Acquisitions approaching $290 million are part of the UAE's drive to build defence capabilities
Emirates is top US military customer
Two UAE orders for military helicopters and guided bombs capped a remarkable year for procurement in which the Emirates became the largest foreign purchaser of US defence equipment, a Pentagon agency said. The UAE, which has peacekeepers in Afghanistan, awarded Sikorksy Aircraft a US$171 million (Dh628m) contract for 14 UH-60 Black Hawk helicopters, which are used for tactical transport.
Separately, the US defence security co-operation agency, a unit of the Pentagon, said last week it had notified Congress of a potential sale of enhanced guided bomb units, parts, training and support to the UAE for about $290m. The same agency said in November that in the last fiscal year the UAE became the largest foreign purchaser of US defence equipment with sales of $7.9bn, ahead of Afghanistan ($5.4bn), Saudi Arabia ($3.3bn) and Taiwan ($3.2bn).
The spending included orders for munitions for the UAE's F-16 fighter jets as well as a new Patriot defensive missile system and a fleet of corvettes for the navy. "The Emirates is building the best air defence in the region and enhancing its naval capability, and all this costs money," said Riad Kahwaji, the chief executive of the Institute for Near East and Gulf Military Analysis. "They have made it clear from the start that they want only the best."
The UAE purchases have been fuelled by a quadrupling of oil prices in the past decade and by continuing regional tensions, including those involving Iran, the US and Israel over the Islamic republic's nuclear programme. The helicopter deal will require Sikorsky to configure the aircraft to UAE specifications and should be completed by the end of 2012. The main contractors for the second deal announced last week are Lockheed Martin and Raytheon, the Pentagon agency said.

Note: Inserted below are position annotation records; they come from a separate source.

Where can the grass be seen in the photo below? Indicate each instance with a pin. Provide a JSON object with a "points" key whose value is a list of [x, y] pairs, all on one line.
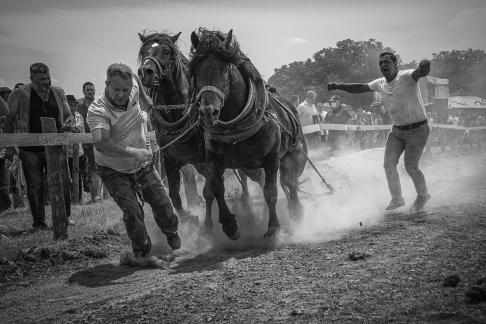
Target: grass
{"points": [[16, 226]]}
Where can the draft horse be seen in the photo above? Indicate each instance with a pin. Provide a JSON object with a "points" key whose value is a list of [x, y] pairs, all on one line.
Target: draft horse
{"points": [[163, 71], [245, 126]]}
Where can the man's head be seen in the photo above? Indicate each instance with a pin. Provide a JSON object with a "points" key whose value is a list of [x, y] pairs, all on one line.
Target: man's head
{"points": [[335, 102], [88, 90], [118, 83], [388, 65], [310, 97], [5, 92], [40, 77], [294, 100], [73, 103]]}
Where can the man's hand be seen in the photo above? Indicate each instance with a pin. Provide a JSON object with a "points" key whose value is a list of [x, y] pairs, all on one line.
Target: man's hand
{"points": [[422, 70], [331, 86], [141, 155], [9, 153]]}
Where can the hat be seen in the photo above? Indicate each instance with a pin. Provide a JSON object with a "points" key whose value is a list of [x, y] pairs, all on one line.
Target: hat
{"points": [[5, 90], [335, 97], [71, 99]]}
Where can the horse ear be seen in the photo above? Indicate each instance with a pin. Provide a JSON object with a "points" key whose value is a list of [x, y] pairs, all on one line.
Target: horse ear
{"points": [[194, 40], [175, 37], [227, 40]]}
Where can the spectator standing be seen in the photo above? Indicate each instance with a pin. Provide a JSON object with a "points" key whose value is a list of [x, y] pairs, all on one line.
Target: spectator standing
{"points": [[90, 175], [4, 173], [27, 104], [402, 98]]}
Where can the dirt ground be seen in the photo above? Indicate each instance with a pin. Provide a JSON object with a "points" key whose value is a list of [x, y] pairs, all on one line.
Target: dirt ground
{"points": [[347, 262]]}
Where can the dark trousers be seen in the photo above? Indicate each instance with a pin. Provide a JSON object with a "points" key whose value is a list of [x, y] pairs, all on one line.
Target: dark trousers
{"points": [[4, 186], [146, 185], [412, 142], [80, 176], [34, 166]]}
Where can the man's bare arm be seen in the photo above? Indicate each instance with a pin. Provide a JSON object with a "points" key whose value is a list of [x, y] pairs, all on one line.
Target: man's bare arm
{"points": [[422, 70], [104, 144], [349, 87], [3, 108]]}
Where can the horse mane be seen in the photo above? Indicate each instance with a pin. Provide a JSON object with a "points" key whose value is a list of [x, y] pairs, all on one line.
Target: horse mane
{"points": [[211, 42]]}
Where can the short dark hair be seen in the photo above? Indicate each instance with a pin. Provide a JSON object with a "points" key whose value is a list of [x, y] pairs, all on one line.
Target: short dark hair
{"points": [[71, 99], [120, 69], [87, 84], [38, 68], [392, 56]]}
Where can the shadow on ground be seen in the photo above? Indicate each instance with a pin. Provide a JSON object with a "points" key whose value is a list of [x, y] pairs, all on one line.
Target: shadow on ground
{"points": [[101, 275]]}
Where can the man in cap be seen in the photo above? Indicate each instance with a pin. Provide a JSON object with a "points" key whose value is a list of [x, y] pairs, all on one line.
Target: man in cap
{"points": [[27, 104], [401, 97]]}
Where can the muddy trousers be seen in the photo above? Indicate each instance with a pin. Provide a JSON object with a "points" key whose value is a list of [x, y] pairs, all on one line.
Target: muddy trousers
{"points": [[412, 142], [126, 190]]}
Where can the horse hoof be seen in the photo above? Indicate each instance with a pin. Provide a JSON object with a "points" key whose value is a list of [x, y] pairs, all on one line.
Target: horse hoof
{"points": [[232, 232], [235, 236], [271, 232]]}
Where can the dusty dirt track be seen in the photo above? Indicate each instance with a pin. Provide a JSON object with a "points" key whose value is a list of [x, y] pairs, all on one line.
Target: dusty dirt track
{"points": [[311, 275]]}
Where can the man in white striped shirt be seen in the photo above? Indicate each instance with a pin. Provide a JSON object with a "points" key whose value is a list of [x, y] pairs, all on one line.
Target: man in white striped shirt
{"points": [[402, 98]]}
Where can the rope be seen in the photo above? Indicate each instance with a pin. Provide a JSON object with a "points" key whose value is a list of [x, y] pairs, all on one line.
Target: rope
{"points": [[180, 136], [168, 108]]}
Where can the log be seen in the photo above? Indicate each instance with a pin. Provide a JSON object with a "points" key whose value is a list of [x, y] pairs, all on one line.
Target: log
{"points": [[56, 184], [75, 176]]}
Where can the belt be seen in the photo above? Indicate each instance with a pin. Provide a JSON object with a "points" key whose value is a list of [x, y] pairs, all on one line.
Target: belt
{"points": [[411, 126]]}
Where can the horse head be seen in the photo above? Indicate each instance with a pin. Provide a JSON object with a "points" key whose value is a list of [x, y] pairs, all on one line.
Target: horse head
{"points": [[213, 61], [158, 58]]}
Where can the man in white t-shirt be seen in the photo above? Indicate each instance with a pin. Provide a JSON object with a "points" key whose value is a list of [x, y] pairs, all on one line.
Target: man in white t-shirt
{"points": [[402, 98], [124, 161]]}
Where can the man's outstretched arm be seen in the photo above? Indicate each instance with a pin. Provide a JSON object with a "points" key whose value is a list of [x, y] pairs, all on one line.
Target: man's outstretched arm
{"points": [[349, 87], [422, 70]]}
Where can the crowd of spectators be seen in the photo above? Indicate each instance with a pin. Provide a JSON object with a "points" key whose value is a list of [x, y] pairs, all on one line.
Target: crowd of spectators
{"points": [[335, 111]]}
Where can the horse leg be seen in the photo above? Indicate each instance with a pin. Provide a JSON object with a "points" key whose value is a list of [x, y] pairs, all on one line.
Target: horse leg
{"points": [[216, 183], [245, 194], [270, 193], [290, 181], [174, 181], [208, 196], [190, 185]]}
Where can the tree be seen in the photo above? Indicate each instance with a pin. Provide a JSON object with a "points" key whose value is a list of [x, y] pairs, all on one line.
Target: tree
{"points": [[465, 69], [349, 61]]}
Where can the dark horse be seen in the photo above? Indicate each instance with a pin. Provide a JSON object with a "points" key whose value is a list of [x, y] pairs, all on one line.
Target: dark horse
{"points": [[243, 127], [164, 72]]}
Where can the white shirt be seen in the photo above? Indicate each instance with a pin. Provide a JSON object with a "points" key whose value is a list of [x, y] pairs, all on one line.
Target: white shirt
{"points": [[306, 112], [401, 98]]}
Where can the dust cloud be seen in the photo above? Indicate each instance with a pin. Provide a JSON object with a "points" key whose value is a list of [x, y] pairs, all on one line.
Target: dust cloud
{"points": [[359, 201]]}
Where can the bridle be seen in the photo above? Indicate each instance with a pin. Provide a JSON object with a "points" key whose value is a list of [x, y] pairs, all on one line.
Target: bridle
{"points": [[161, 72]]}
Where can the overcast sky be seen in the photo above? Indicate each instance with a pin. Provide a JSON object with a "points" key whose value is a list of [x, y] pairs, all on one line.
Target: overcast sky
{"points": [[79, 39]]}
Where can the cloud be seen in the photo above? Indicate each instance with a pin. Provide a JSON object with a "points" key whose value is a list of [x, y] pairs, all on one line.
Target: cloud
{"points": [[297, 41]]}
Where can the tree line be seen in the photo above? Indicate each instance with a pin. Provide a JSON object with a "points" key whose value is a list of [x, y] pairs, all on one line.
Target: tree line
{"points": [[357, 61]]}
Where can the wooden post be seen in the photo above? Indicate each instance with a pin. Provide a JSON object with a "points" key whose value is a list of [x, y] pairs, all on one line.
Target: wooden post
{"points": [[75, 174], [55, 180]]}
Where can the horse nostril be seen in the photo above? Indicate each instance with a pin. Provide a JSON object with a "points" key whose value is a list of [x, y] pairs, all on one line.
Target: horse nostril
{"points": [[149, 71]]}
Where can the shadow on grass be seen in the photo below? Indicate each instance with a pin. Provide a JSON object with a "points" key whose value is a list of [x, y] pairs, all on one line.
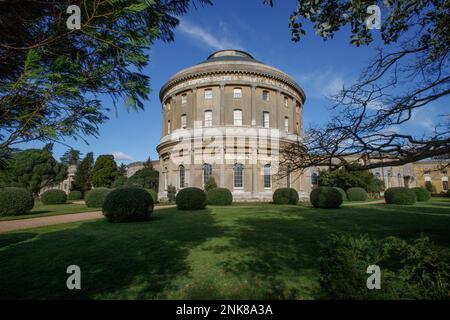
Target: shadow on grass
{"points": [[127, 260]]}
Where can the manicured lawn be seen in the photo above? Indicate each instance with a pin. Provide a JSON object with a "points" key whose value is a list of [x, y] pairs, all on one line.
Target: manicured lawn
{"points": [[42, 210], [250, 251]]}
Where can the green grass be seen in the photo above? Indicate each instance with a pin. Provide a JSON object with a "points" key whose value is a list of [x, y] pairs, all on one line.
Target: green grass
{"points": [[253, 251], [44, 210]]}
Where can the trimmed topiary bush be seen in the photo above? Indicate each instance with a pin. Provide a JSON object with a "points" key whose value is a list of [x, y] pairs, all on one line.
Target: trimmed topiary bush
{"points": [[325, 197], [343, 194], [15, 201], [285, 196], [422, 194], [400, 195], [357, 194], [191, 199], [127, 204], [219, 197], [54, 196], [74, 195], [96, 197]]}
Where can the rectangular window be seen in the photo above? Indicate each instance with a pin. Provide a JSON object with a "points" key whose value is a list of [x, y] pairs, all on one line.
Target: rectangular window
{"points": [[266, 120], [237, 117], [208, 94], [208, 118]]}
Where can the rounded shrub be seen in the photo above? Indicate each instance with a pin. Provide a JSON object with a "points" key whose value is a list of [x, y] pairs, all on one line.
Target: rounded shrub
{"points": [[285, 196], [357, 194], [343, 194], [422, 194], [54, 196], [191, 199], [75, 195], [400, 195], [127, 204], [219, 197], [325, 197], [96, 197], [15, 201]]}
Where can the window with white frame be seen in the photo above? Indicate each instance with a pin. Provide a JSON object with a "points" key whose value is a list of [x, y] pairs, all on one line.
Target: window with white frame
{"points": [[238, 175], [183, 121], [208, 93], [181, 176], [208, 118], [237, 117], [267, 176], [237, 93], [266, 119]]}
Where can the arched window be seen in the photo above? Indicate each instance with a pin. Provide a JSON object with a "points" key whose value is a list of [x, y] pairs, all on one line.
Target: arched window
{"points": [[267, 177], [314, 179], [238, 175], [181, 174], [207, 172], [237, 117]]}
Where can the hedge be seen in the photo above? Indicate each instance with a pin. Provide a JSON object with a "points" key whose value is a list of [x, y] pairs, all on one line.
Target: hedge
{"points": [[127, 204], [15, 201], [400, 195], [325, 197], [54, 196], [191, 199], [422, 194], [285, 196], [96, 197], [357, 194], [219, 197]]}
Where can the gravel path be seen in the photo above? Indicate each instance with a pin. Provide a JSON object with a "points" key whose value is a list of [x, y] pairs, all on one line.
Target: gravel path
{"points": [[12, 225]]}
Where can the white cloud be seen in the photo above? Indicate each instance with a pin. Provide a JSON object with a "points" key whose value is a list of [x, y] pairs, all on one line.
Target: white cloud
{"points": [[205, 37], [119, 155]]}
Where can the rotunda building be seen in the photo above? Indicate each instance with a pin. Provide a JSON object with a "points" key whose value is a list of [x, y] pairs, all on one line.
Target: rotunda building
{"points": [[226, 119]]}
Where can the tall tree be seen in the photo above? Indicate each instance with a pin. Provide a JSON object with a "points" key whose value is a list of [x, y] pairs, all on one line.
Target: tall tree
{"points": [[71, 157], [105, 171], [32, 169], [410, 73], [82, 181], [50, 74]]}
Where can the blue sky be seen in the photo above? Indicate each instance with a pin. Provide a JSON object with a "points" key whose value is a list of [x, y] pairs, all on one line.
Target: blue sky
{"points": [[320, 67]]}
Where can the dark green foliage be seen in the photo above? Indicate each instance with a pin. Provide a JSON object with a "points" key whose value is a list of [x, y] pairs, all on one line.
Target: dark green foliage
{"points": [[219, 197], [171, 192], [343, 194], [357, 194], [400, 195], [408, 271], [422, 194], [15, 201], [210, 184], [54, 196], [105, 171], [32, 169], [191, 199], [285, 196], [145, 178], [96, 197], [127, 204], [75, 195], [82, 181], [325, 197], [430, 187]]}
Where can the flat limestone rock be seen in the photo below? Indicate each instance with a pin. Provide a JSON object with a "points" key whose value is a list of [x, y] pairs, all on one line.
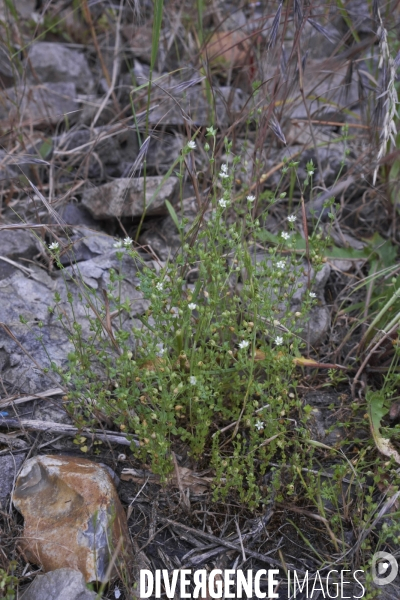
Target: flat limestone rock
{"points": [[54, 63], [73, 517], [63, 584], [39, 104], [125, 197]]}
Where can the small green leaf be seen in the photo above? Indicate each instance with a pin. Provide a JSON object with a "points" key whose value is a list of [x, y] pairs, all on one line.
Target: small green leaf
{"points": [[173, 214]]}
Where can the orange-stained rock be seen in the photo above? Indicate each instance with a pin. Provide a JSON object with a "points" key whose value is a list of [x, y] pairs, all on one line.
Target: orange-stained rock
{"points": [[73, 516]]}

A number of deals could be announced this year as the UAE fills gaps in its defence system. "The Government is still very active and there are a few things it needs to close here," Mr Kahwaji said. Those include contracts for C-17 and C-130 military transport aeroplanes, advanced trainer jets and the French Rafale fighter jet. The advanced trainer jet contract with Alenia Aermacchi of Italy was expected to be announced at the Dubai Airshow in November but was postponed because of unresolved issues surrounding the production of parts in the UAE, Mr Kahwaji said. "There are a lot of technical issues that go into these contracts and they can get very complicated," he said.